Es ist also eine eigenartige Distanz im Spiel, die eine Sicht von außen begünstigt und ihr manchmal zu viel Raum gewährt. Dieser Teil der Erzählung hätte knapper ausfallen dürfen, zu viele Nebensächlichkeiten sollen die Atmosphäre verdichten und einer gewissen Leichtigkeit Vorschub leisten, die der Roman trotz des Abschieds vom Leben behält. Doch es ist eine schmale Gratwanderung zwischen der Stärke und Schwäche solcher Kunstgriffe. Vor allem in den England-Passagen hätten Straffungen gut getan.

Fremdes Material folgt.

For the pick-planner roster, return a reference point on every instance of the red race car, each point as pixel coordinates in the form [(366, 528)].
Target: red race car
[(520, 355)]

Die Passagen, in denen eine Verschränkung mit der Großmutter stattfindet, sind die interessantesten. Das Nachspüren, wer sie einst gewesen sein mag, ist überzeugend gelungen, die Nähe zu ihr ist zuweilen eindringlich dargestellt. Hingegen kann man lange nachdenken über die (Zwischen-) Überschriften, die das Buch in drei Teile gliedern, ohne zu einem eindeutigen Ergebnis zu kommen. Wahrscheinlich sollen hier Sehnsucht und Verlorenheit zum Ausdruck kommen. Beides schwingt in dem Roman mit, Laura weiß noch nicht so recht, wohin mit sich. Wie sie die Welt wahrnimmt – dafür findet die Theaterfrau Fanny Wobmann poetische Sprachbilder, die eine wunderbare Brücke ins Unfertige schlagen und dennoch glaubwürdig sind, sodass man ihnen gerne folgt.

Fanny Wobmann: Am Meer dieses Licht. Roman.
Übersetzt aus dem Französischen von Lis Künzli.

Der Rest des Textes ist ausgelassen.